Explanation of tumour-infiltrating
lymphocyte (TIL) therapy
• TIL therapy involves extracting T cells from a patient's own tumour tissue that are actively
infiltrating the tumour microenvironment.
• These TILs have already demonstrated an ability to recognise tumour antigens and traffic to
tumour sites.
• The TILs are then expanded ex vivo by activating and stimulating them with IL-2 and anti-
CD3/CD28 antibodies in culture over 2-4 weeks.
• This amplification process increases the number of TILs, especially those specifically
targeting the patient's tumour.
• The expanded population of tumour-reactive TILs are then infused back into the patient to
induce an antitumour immune response.
• TIL therapy has shown durable responses in metastatic melanoma when combined with
lymphodepletion to remove regulatory T cells.

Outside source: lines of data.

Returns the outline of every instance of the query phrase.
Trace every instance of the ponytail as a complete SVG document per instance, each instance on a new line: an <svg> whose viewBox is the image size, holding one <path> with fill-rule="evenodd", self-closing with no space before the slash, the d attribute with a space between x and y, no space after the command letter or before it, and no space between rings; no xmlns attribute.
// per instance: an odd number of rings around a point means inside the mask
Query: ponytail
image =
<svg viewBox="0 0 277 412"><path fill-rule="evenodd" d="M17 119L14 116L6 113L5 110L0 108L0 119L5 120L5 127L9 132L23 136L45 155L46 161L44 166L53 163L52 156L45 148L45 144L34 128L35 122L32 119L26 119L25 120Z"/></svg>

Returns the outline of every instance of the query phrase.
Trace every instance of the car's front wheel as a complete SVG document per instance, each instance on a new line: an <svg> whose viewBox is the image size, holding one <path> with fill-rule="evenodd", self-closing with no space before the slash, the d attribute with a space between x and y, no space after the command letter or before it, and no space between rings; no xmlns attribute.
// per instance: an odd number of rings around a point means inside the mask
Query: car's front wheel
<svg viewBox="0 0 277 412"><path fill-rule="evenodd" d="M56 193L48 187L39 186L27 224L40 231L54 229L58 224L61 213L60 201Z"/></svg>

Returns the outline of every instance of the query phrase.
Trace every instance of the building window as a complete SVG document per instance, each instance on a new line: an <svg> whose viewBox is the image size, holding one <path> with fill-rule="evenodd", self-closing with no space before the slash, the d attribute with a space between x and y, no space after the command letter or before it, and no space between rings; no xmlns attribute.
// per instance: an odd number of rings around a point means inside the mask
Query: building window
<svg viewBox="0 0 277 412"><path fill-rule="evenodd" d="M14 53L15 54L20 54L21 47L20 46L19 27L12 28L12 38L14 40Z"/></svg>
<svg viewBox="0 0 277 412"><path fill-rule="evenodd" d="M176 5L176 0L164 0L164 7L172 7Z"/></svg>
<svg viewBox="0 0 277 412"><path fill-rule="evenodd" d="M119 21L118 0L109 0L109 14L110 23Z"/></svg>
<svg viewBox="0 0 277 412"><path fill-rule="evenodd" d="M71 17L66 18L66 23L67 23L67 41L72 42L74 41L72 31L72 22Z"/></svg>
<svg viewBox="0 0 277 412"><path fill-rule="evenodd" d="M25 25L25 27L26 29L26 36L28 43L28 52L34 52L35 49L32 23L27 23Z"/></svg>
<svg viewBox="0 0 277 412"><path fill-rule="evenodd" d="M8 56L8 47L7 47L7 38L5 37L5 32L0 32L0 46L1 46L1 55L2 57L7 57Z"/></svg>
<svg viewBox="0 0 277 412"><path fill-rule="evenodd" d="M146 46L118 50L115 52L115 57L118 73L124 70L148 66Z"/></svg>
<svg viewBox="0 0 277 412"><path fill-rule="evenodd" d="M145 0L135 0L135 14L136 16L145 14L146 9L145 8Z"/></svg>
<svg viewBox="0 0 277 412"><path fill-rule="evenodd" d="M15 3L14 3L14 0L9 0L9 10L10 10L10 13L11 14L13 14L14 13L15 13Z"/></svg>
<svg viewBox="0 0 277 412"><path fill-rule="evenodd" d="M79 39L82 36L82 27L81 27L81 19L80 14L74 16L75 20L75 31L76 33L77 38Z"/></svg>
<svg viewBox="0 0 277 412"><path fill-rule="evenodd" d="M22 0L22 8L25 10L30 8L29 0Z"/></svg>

• It aims to harness the immune system's intrinsic ability to generate tumour-specific T cell
clones within tumours.
• Identifying novel tumour antigens recognised by TILs also helps develop more targeted
immunotherapies.
• Current research optimises TIL culture methods and explores combining with checkpoint
inhibitors or adoptive NK cell therapy.
• TIL therapy isolates, amplifies and redeploys a patient's pre-existing tumour-specific T
cells to induce potent, personalised antitumour immunity.